Agora, ainda que ingressemos numa fase de pulverização organizativa, com o
surgimento de diversos instrumentos, podemos avançar na unidade programática, o
que implicaria um importante aporte para a construção do Projeto Popular".
O raciocínio
acima me recorda um questionamento feito por um companheiro, nos anos 1980, durante um curso de
formação política: se todas as organizações da luta armada contra a ditadura
militar tinham propósitos no fundamental comuns, porque havia tantas
organizações? Uma das respostas possíveis para esta questão é: a aparente
"unidade programática" expressa na crítica ao "pacifismo"
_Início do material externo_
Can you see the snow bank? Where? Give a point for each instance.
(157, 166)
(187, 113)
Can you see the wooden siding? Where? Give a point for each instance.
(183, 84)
do PCB tinha como conseqüência prática a pulverização organizativa. Falando de
outra maneira e trazendo o assunto para os dias de hoje: uma crítica errada aos
problemas reais do PT, terá como consequência organizativa a dispersão da
esquerda brasileira.
Gebrim parece
compartilhar a ilusão de que uma eventual "implosão",
"explosão" ou "esgotamento" do PT pode gerar um cenário
positivo, de "pulverização organizativa" com "unidade
programática". Esta ilusão é só isto, ilusão.
Se ocorrer um
processo de implosão do PT -- seja
como decorrência dos erros cometidos pelo antigo ex-campo majoritário, seja em
função de erros novos cometidos pelos grupos e setores mais influentes hoje no Partido --, o resultado
imediato não será um novo ciclo na história da esquerda brasileira. Será um
período de reação política. E os que imaginam colher os frutos disso, deveriam
refletir sobre por qual motivo foi o PT e não as organizações da luta armada,
quem recolheu vinte anos depois os frutos do colapso da esquerda organizada em
torno do PCB e do trabalhismo.
Encerro com
isto. A resposta final da entrevista de Gebrim diz o seguinte: "estamos
vivendo um momento de aprofundamento de uma crise das instituições
representativas burguesas que poderá transformar-se numa crise de todo o
sistema político representativo. A dominação por meio das democracias
representativas formais somente permite a alternância ‘democrática’ entre
líderes e partidos que se submetem às regras do projeto neoliberal. As margens
de decisão política são estreitas e podem ser exercidas somente se não afetarem
as bases determinantes da política e da economia. Nenhum contrato firmado nos
marcos do neoliberalismo pode ser alterado. As grandes decisões estratégicas
que envolvam investimentos não podem se efetuar, tornando a disputa ‘democrática’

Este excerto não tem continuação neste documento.